This is the first post in a series on open adoption.
Recently when my daughter’s birthmother, via email, asked me to call her immediately because she had something important to tell me, my heart dropped into my stomach and I broke out in a cold sweat.
We adopted my daughter almost six years ago, with the help of an adoption agency. A completely legal, binding adoption. And yet I allowed the terror of losing my daughter to overcome me once again.
Open adoption may be a new term, but it is far from a new concept.
Before the 1940s, most adoptions were informal with some contact between birth parents and adoptive parents. Parents or unwed mothers who couldn’t care for their children arranged things within their community. As out-of-wedlock births became socially stigmatizing and the role of social workers grew, orphans were marketed to adoptive parents as blank slates to make them look more appealing. Laws sealing off all information about birthparents were passed all over the country and the word “adoption” was whispered. These babies would be lied to and raised as biological.
The result of this practice resulted in grieving, lost adults who struggled to understand who they were. Adoption received a negative reputation because of the pain that was emerging from private adoptions. A backlash ensued and research began to show just how detrimental this secrecy was to ALL parties involved. Birth parents who always wondered what happened to their child, children who had unanswered questions, and adoptive parents who lived in fear of being revealed.
Open adoption began to be practiced again around the 1980s and is currently the standard for adoption. Research has shown immense, permanent benefits as a result of these changes. Children adopted through open adoption have medical histories, can discover who they are without secrets or surprises at the same developmental rate as biological children, get answers to their questions without massive legal searches and have far less emotional fall out. Adoptive parents know where the birthparents are, how they’re doing, and don’t live in fear of attempts to take their children back. They also get to be open and honest with the adoptive children they love and the relationships are stronger as a result.

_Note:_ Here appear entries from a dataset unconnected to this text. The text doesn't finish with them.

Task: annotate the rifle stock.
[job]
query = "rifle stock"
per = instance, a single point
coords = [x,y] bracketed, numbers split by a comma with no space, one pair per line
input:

The birthparents recover much better with an open adoption as well. Research has shown that a birthmother’s emotional recovery is better with open contact with the adoptive family and her child. The rate of openness directly correlates with their overall happiness. They benefit from the assurance their child is well and happy and that they made the right choice.
As I readied myself to call our birthmother, I prayed. God, I know you put this family together and no one can take us apart. Please help me to trust you, and to say only words that YOU want her to hear. Open my heart to her.
When she picked up, she immediately told me her news; she had come into a large sum of money and wanted to give some to Elizabeth for her college fund.
And there you have it, folks. I panicked over a generous donation to our daughter’s future by the mother who loves her. THIS is why open adoption is worth the hardship. It was hard to receive that email, hard to pick up the phone and call. But the result was awesome and wonderful and all about LOVE.
As you learn more about the benefits of open adoption, I hope your fears will diminish. As I continue this series I will be introducing you to open adoption families and birth mothers so you can see the extraordinary and scary truth about open adoption!